Show HN: I got tired of losing great dev resources, so I'm making DevCheatSheets
11 points| valhalladev | 1 year ago |devcheatsheets.io
The problem is, I lose them.
I've talked to a ton of developers, and they all have various ways of partially solving this problem: - Notion documents with messy link dumps - 1,000,000 tabs open constantly - A bookmark folder that takes up half of your disk space
DevCheatSheets is going to solve this by serving as a repository of useful developer resources that you can share with others. You will be able to create code snippets to remember for future projects, GPT prompts that gave you great output and more. You will also be able to discover new resources from other developers that are specific to your focus and chosen languages.
DevCheatSheets is currently in development, but you can visit the site to sign up for a free newsletter to get updates on its development!
valhalladev|1 year ago
I've been a software developer for the better part of a decade now, and I kept running into the same problem:
There are tons of resources for developers out there, but no good way to remember them, share them or discover them.
Over the years I've lost the links to thousands of StackOverflow answers, blog posts, YouTube videos and ChatGPT prompts. This has lead to lost time and tons of headaches trying to track down those golden nuggets.

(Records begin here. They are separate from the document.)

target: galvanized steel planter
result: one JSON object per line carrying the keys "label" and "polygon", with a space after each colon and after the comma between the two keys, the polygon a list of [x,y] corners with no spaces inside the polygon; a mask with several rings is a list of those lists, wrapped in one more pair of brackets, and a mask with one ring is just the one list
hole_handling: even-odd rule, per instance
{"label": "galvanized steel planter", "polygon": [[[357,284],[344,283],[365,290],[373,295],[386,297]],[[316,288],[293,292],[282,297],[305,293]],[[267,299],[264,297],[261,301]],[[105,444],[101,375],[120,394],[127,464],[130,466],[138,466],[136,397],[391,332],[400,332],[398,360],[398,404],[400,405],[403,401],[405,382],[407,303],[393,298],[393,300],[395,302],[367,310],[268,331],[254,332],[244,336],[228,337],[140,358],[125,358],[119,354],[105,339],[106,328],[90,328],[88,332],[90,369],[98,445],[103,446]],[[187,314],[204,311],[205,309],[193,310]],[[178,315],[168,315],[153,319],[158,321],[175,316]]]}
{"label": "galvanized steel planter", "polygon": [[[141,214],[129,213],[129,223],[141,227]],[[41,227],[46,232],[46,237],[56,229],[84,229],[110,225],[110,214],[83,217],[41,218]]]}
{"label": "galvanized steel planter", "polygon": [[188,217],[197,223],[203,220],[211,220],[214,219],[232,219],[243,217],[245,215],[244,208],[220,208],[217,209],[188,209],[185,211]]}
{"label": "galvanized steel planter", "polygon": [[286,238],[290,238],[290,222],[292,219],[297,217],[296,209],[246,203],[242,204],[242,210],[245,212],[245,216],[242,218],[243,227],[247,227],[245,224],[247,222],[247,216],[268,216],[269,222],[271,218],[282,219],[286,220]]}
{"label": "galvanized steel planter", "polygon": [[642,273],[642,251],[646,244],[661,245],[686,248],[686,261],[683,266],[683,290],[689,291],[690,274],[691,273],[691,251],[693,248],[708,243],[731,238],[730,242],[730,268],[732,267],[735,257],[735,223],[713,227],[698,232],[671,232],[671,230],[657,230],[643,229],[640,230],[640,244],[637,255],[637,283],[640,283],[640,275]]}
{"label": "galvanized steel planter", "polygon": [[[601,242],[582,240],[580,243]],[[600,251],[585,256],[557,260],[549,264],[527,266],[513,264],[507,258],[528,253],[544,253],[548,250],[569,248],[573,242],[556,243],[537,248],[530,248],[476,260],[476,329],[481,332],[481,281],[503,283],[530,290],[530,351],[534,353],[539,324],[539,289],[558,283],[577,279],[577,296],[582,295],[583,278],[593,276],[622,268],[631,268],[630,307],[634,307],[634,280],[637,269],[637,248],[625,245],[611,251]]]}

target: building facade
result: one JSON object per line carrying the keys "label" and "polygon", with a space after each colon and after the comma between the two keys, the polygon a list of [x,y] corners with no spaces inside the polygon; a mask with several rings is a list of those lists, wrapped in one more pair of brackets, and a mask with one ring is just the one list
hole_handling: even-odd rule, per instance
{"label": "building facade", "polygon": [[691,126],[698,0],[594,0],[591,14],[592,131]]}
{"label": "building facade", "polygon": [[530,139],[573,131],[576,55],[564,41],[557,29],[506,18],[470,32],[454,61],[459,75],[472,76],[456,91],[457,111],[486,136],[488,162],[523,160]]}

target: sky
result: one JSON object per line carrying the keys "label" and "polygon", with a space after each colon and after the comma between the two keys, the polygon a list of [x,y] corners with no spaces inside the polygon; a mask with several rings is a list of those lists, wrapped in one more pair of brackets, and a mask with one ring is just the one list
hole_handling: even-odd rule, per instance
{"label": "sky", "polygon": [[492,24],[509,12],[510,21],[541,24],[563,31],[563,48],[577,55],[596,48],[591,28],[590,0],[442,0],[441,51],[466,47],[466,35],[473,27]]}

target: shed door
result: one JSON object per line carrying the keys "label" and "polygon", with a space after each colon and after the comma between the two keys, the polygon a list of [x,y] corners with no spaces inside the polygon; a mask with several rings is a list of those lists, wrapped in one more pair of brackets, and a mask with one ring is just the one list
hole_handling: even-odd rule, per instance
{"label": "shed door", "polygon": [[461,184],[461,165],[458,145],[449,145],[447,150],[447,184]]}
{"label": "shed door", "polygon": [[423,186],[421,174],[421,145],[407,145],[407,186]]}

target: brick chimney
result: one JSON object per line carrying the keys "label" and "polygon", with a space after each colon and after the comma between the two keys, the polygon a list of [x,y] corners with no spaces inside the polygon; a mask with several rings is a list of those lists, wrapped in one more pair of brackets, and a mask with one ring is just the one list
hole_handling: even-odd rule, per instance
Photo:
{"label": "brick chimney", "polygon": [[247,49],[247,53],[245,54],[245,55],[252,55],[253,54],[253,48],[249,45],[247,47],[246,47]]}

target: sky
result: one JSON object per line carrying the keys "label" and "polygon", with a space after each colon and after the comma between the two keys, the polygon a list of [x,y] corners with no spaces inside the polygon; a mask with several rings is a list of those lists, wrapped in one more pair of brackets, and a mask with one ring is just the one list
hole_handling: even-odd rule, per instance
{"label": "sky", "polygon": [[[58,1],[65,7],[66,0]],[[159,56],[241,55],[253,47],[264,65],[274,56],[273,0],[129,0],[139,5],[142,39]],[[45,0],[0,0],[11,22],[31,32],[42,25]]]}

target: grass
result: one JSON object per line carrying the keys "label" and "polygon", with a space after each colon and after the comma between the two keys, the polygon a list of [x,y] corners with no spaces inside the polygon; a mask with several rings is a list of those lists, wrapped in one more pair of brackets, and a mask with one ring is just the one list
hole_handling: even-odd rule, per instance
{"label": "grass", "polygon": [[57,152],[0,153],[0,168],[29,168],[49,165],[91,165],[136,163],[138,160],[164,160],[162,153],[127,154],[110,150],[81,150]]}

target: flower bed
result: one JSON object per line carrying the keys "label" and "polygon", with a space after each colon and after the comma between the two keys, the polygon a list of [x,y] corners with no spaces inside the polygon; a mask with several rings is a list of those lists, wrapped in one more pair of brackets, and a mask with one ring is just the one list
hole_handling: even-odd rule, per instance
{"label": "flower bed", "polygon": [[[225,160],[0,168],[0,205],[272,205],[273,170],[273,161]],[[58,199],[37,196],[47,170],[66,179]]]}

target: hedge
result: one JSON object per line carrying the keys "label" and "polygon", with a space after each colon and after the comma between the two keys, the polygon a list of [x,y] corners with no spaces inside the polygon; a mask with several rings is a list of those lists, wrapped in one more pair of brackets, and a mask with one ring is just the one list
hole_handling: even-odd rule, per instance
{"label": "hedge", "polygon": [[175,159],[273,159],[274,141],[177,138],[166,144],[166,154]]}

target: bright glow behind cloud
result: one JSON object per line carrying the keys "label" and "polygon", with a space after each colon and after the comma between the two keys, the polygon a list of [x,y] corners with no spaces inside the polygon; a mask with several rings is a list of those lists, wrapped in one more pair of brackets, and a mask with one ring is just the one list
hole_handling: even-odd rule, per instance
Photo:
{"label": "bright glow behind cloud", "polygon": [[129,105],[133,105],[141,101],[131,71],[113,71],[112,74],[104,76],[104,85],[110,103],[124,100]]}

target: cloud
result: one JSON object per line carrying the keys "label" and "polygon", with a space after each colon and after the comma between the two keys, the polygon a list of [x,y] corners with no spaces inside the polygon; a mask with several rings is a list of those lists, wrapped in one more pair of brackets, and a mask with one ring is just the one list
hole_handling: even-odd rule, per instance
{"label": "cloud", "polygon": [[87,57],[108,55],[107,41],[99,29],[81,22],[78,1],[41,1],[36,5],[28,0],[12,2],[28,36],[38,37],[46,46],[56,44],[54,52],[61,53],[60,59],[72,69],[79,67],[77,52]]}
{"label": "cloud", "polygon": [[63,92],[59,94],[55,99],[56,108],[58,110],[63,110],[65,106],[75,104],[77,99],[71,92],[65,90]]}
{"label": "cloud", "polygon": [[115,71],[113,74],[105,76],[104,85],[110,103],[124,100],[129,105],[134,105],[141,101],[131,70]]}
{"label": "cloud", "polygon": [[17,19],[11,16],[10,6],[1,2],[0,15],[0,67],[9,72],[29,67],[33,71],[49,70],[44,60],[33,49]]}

DevCheatSheets is my solution. It will be both an information repository for developers, as well as a social platform for sharing and contributing to other people's repositories. You'll be able to share, store and discover new resources with other developers and network on your favorite pieces of information.

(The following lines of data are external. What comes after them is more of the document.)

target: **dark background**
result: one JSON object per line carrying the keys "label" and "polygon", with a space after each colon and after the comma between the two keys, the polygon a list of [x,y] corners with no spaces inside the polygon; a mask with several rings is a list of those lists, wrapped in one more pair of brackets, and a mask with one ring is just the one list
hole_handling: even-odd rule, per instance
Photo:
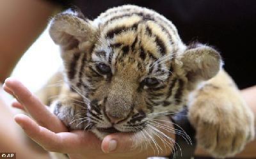
{"label": "dark background", "polygon": [[[51,1],[51,0],[50,0]],[[51,0],[74,4],[86,17],[96,18],[107,9],[125,4],[153,9],[175,26],[183,42],[214,46],[224,68],[239,88],[256,84],[256,1],[255,0]]]}
{"label": "dark background", "polygon": [[239,88],[256,84],[256,1],[75,0],[73,4],[91,19],[124,4],[153,9],[176,26],[185,43],[198,41],[219,50],[225,69]]}
{"label": "dark background", "polygon": [[256,84],[256,0],[51,1],[75,4],[92,20],[107,9],[122,4],[153,9],[174,24],[185,43],[198,41],[219,50],[225,70],[240,89]]}

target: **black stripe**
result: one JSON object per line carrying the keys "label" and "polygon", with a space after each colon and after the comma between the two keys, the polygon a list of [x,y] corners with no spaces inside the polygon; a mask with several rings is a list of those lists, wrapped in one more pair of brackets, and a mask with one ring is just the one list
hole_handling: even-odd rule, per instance
{"label": "black stripe", "polygon": [[148,33],[148,35],[150,36],[152,36],[152,30],[150,28],[149,28],[149,27],[148,26],[146,27],[146,31]]}
{"label": "black stripe", "polygon": [[146,58],[146,54],[145,53],[143,47],[141,46],[140,50],[140,57],[141,58],[142,60],[145,60],[145,59]]}
{"label": "black stripe", "polygon": [[113,38],[115,34],[120,34],[122,32],[125,32],[128,30],[134,30],[136,29],[139,22],[134,23],[132,26],[127,27],[127,26],[120,26],[113,29],[109,31],[106,34],[106,38]]}
{"label": "black stripe", "polygon": [[164,42],[156,35],[156,43],[159,46],[160,54],[161,55],[164,55],[165,54],[166,54],[166,48],[165,47]]}
{"label": "black stripe", "polygon": [[110,44],[109,46],[112,48],[118,48],[118,47],[121,47],[122,45],[123,45],[123,44],[121,43],[115,43]]}
{"label": "black stripe", "polygon": [[181,102],[181,97],[184,85],[184,82],[182,80],[179,79],[178,82],[178,89],[176,91],[175,95],[174,95],[174,100],[175,100],[175,103],[177,104],[179,104]]}
{"label": "black stripe", "polygon": [[106,13],[106,15],[103,17],[107,17],[108,16],[109,16],[109,15],[113,15],[116,13],[118,11],[122,11],[122,12],[125,12],[125,11],[129,11],[131,10],[131,8],[127,8],[127,9],[122,9],[122,10],[120,10],[120,9],[118,10],[115,10],[112,11],[109,11],[108,13]]}
{"label": "black stripe", "polygon": [[152,112],[154,109],[153,109],[153,105],[149,103],[148,101],[146,101],[146,105],[147,105],[147,108],[150,110],[150,112]]}
{"label": "black stripe", "polygon": [[136,36],[136,37],[135,38],[134,41],[133,41],[133,42],[132,42],[132,45],[131,46],[131,49],[132,50],[134,50],[135,45],[136,44],[137,41],[138,41],[138,36]]}
{"label": "black stripe", "polygon": [[124,47],[122,48],[122,50],[123,51],[123,53],[124,53],[124,54],[128,54],[128,52],[129,52],[129,45],[124,46]]}
{"label": "black stripe", "polygon": [[164,107],[167,107],[169,106],[170,105],[171,105],[172,103],[168,101],[164,101],[164,103],[163,103],[163,106]]}
{"label": "black stripe", "polygon": [[173,91],[172,89],[173,88],[177,80],[177,79],[175,79],[170,84],[169,90],[168,90],[168,92],[167,93],[167,96],[166,98],[166,99],[168,99],[170,96],[172,96],[172,91]]}
{"label": "black stripe", "polygon": [[106,57],[106,52],[103,50],[97,51],[95,52],[95,54],[98,57],[103,56],[104,57]]}
{"label": "black stripe", "polygon": [[76,53],[73,56],[71,63],[69,64],[69,70],[68,71],[68,77],[70,80],[73,79],[75,77],[76,73],[76,66],[77,60],[79,59],[80,53]]}
{"label": "black stripe", "polygon": [[122,19],[122,18],[124,18],[125,17],[130,17],[131,15],[132,15],[132,13],[125,13],[125,14],[123,14],[123,15],[119,15],[114,16],[112,18],[111,18],[109,20],[108,20],[107,21],[106,21],[104,24],[104,26],[107,26],[109,22],[111,22],[113,20],[117,20],[118,19]]}
{"label": "black stripe", "polygon": [[84,64],[85,64],[86,61],[86,53],[84,52],[84,55],[83,56],[83,59],[82,59],[81,64],[81,67],[80,67],[79,82],[77,84],[77,86],[78,87],[80,87],[83,84],[82,76],[83,76],[83,72],[84,72]]}

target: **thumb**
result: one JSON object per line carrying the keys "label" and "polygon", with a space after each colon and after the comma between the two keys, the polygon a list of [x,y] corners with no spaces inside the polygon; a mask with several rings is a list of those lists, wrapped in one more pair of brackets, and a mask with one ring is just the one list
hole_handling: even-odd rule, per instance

DevCheatSheets is in its infancy, but you can sign up for the newsletter at the link below.
https://devcheatsheets.io
KomoD|1 year ago
"Off topic: blog posts, sign-up pages, newsletters, lists, and other reading material. Those can't be tried out, so can't be Show HNs. Make a regular submission instead."
jamesholden|1 year ago
Respectfully, the current webpage and explanation don't provide enough detail to entice me to join the waitlist.
valhalladev|1 year ago
My thinking is this: everyone has their own repository of useful resources, divided into categories, languages, etc. The public v. private question is a good one: my initial thought is to give users the choice to do public _or_ private. This will let folks create code snippets that they'd rather keep private and share others that they're interested in sharing.
As for collaboration, I think I'd rather divide this up into discussion collaboration (comments, namely, and maybe code-level comments on snippets) and code-level collaboration (like contributing to a piece of code with a Git-like PR), so that users can choose how they want to interact.
I want to re-clarify, this is an idea still in its infancy, so if there's something you'd like to see, that's the real purpose of this post: to get a feel for what folks would like to see, so I'm not just building something for myself.